Preschoolers with language impairments receive specialized services from health and social services until they start school; then the education system is supposed to take over. But this does not really happen because at that point, services are drastically reduced or stop altogether due to a shortage of resources. During the year, the health and social services department agreed to analyze the situation. Since then, no progress.
Access to a family doctor is another problem that has yet to be solved. People are worried that they will remain on waiting lists for more than a year and maybe even two years.
These are but a few examples among many.
And now some good news. I applaud the passage of Bill 55 last June 12. This law abolishes any time limits for civil actions in cases of sexual assault, childhood violence and spousal violence.
The Québec Ombudsman had recommended eliminating prescriptive periods, mainly because it may take a long time before victims of violence become aware of the lingering physical or psychological aftereffects. Furthermore, the prospect of confronting their assailant in court may be a deterrent for decades.
In this case, moving into action mode means that, thanks to this new law, victims of violence who were hampered by the time that had elapsed can see justice served.
I would like to return briefly to the events that continue to affect every one of us, namely, COVID-19. As I said a few minutes ago, this Annual Report covers its outset last March.
Among other tragic consequences, the coronavirus spread like wildfire in residential resources for the elderly, especially in CHSLDs in and around Montréal. We blamed this on understaffing, employee burnout, lack of qualified workers, and dilapidated premises.
These problems were more severe than usual but had existed pre-COVID-19 and had often been reported in preceding decades. After on-site investigations, we published several reports about violation of the dignity of residents with reduced autonomy in these resources.
The fact of the matter is that the alarm had been sounded for high-ranking government officials and the health and social services network many times. Unfortunately, the solutions that would have provided the elderly with living environments and care that respond to their needs were postponed.
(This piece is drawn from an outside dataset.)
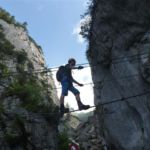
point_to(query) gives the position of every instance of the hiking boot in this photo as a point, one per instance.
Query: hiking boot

In summary, after all the analyses and findings, at some point we must admit that there is nothing more to say. That all the information is in. That everything is poised for action to occur.
So, as a responsible government, it is time for your intentions to give way to action.
In closing, I could not in all conscience express such expectations without striving for this code of conduct within the Québec Ombudsman itself. I hope that the Annual Report and the Management Report I am tabling today reflect our efforts in this regard.
Thank you for your attention. Now I’ll take your questions.